L’ultima incarnazione di Mitty – a distanza dell’essere entrato nell’immaginario collettivo statunitense con un adattamento teatrale, che sostanzialmente ricalca il primo film, un musical, una sindrome e un canzone di Ian Dury – quella che porta il volto di Ben Stiller e rischia di consacrarlo alla comicità raffinata come Everything Must Go ha elevato Will Ferrel a interprete di Carver senza macchia, è ancora diversa. Se il Mitty originario era l’umanizzazione di un’immaginazione latente, pronta a fare fuoco se chiamata alla realtà, quello di Stiller inizia come un archetipo e piano piano si trasforma nel suggerimento di provare a vivere fuori dal sogno, per un pubblico che ha trovato nella realtà virtuale il proprio modo di evadere dalla routine di tutti i giorni chiamando a raccolta il minimo sforzo immaginativo. L’ultimo Mitty, quello che ha debuttato nelle sale cinematografiche il 19 dicembre col titolo I sogni segreti di Walter Mitty, è l’invocazione di un risveglio alla realtà, la cui morale potrebbe essere – e qui oso – riassunta in un «tornate indietro, che la vostra immaginazione è sofisticata e rischia di deviarvi». 

Il sogno ad occhi aperti è un tratto essenzialmente umano e occupa un terzo delle nostre vite, rileva David Fear sul New York Times. Già Sigmund Freud nell’Interpretazione dei sogni, testo fondamentale del 1899, parlava del fantasticare come di un «atto di auto-realizzazione», specificando poi che potrebbe precedere una forma di isteria, ma lo diceva spesso e un po’ per tutto.
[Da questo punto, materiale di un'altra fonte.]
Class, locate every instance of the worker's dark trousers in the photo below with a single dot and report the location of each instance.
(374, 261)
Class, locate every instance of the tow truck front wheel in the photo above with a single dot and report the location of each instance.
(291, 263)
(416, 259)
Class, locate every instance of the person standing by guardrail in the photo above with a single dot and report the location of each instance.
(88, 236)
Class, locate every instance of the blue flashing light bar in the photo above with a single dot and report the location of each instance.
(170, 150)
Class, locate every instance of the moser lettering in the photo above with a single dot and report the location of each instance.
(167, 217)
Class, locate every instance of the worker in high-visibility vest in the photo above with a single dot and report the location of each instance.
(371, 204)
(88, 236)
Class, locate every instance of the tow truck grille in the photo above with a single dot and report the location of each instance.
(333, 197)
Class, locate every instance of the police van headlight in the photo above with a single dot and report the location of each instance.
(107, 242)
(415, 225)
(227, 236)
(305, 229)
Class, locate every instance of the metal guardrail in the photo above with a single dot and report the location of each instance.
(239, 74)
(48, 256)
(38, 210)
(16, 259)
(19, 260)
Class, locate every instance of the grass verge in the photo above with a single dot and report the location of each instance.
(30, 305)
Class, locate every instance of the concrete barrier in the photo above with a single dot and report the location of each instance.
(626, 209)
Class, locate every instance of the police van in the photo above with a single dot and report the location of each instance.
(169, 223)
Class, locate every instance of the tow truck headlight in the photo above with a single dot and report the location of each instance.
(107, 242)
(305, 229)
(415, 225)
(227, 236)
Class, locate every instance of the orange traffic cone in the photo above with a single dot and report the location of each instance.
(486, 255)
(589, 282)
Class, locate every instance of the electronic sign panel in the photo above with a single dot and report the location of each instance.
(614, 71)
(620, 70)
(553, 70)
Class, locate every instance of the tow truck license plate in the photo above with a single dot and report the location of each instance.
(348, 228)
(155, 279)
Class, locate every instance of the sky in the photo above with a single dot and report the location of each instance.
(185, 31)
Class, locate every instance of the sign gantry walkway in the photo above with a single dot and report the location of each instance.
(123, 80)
James Thurber, nel corso di un’intervista in cui gli veniva chiesto di parlare del suo personaggio più noto rispondeva: «[è] ogni persona che io abbia mai incontrato. Quando il racconto è uscito sul New Yorker [ventidue anni prima dell’intervista] mi hanno scritto sei persone da varie parti del Paese, tra le quali un dentista di Des Moines, chiedendomi come avessi fatto a descriverli tanto bene. Ognuno di loro era Walter Mitty». L’abilità di «ricostruire alla perfezione il funzionamento della mente umana, tanto da confondere il racconto fantastico con le fantasticherie di ognuno di noi» è poi sottolineata in The Man who was Walter Mitty, biografia di Thurber scritta nel 2000 da Thomas French. 

Il sogno è dappertutto, e così comune da essere assunto come parte integrante delle giornate di ognuno. Sta poi al soggetto essere disposto o meno ad assecondare la fantasia, seguendola, lasciandola evolvere, costruirsi, espandersi come un universo neonato senza però alcun rischio di implosione.